Molieri Mozart: Arias and overtures from The Marriage of Figaro; Don Giovanni; Così fan tutte; and La Finta Giardiniera; Salieri: Arias from Falstaff; La scuola de’ gelosi; Axur, re d’Ormus; and La grotta di Trofonio Adam Plachetka (bass-baritone); Czech Ensemble Baroque/Roman Válek Pentatone PTC 5187 022 58:44 mins
Molieri is simply an amalgam of Mozart and Salieri, a name on which the Czech bass-baritone can hang his album collating their works. Antonio Salieri (1750-1825), notwithstanding his fictionalised portrayal in Peter Shaffer’s Amadeus, was widely admired in his lifetime – indeed, much more successful than Mozart in 1780s Vienna.
Adam Plachetka is a widely experienced singer, especially of the Mozart roles heard here, to all of which he brings a handsome, healthy tone, firm diction and a sense of character.

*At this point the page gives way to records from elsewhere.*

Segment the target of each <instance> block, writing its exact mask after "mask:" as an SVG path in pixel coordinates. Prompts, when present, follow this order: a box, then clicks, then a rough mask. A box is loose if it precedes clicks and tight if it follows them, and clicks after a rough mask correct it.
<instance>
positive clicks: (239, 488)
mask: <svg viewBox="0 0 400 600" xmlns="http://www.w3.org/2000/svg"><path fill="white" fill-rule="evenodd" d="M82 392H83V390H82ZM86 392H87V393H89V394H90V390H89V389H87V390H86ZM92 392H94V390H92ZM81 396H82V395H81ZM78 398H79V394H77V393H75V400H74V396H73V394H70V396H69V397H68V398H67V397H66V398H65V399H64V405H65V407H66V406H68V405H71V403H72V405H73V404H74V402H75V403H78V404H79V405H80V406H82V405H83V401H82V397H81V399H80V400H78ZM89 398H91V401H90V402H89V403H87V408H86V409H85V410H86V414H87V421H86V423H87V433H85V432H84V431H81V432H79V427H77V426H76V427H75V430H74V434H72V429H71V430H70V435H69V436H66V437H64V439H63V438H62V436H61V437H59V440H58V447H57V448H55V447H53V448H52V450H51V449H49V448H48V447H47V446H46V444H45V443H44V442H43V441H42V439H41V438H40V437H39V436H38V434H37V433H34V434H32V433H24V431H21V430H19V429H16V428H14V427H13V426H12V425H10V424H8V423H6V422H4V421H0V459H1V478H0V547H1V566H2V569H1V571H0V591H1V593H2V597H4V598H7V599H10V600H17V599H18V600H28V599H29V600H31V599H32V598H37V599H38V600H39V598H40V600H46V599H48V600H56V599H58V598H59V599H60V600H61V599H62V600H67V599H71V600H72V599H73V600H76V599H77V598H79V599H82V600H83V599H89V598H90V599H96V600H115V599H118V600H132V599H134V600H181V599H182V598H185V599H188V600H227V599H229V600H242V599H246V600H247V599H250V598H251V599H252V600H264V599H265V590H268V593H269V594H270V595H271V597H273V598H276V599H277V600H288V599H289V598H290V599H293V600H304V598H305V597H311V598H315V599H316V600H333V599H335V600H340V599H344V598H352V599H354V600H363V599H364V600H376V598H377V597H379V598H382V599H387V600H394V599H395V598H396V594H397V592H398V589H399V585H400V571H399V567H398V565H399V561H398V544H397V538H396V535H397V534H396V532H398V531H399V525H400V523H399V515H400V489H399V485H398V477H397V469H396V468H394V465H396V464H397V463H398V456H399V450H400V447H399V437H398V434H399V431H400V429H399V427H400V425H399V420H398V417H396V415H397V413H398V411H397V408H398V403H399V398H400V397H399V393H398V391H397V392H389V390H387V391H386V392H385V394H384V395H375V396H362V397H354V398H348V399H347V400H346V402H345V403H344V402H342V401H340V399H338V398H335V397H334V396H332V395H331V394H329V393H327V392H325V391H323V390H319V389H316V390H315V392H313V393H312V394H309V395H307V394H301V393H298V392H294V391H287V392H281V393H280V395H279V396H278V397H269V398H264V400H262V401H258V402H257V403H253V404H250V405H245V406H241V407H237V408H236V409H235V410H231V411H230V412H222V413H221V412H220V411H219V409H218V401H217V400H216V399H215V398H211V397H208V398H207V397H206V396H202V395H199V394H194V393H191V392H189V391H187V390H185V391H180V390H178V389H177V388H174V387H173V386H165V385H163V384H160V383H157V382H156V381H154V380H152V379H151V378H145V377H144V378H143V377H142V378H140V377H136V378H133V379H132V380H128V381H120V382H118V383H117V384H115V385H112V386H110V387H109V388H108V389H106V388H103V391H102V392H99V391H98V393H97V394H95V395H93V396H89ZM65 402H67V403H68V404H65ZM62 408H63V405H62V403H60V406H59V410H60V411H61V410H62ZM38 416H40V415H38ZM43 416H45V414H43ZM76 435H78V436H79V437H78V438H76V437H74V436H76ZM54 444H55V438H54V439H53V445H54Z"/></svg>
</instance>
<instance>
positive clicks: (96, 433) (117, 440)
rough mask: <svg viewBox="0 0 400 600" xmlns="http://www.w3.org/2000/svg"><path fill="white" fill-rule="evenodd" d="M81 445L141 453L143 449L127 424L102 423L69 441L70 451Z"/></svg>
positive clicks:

Several arias include apt decorations and, where appropriate, his own cadenzas: highlights include extracts from both the Count and Figaro in Le nozze di Figaro, and both Giovanni and Leporello in Don Giovanni. He brings the same virtues to the Salieri extracts – arias from comic operas such as La scuola de’ gelosi (1779), La grotta di Trofonio(1785) and Falstaff (1799), plus two of the villainous title character’s numbers from the tragicomic Axur, re d’Ormus (1788), whose libretto by Da Ponte derived from Salieri’s anti-monarchical French opera Tarare (1786), for which Beaumarchais was librettist. The solid quality of the Czech Ensemble Baroque under Roman Válek, meanwhile, is evidenced in a couple of overtures, the familiar Figaro, plus a powerful account of Salieri’s dramatic introduction to La grotta di Trofonio.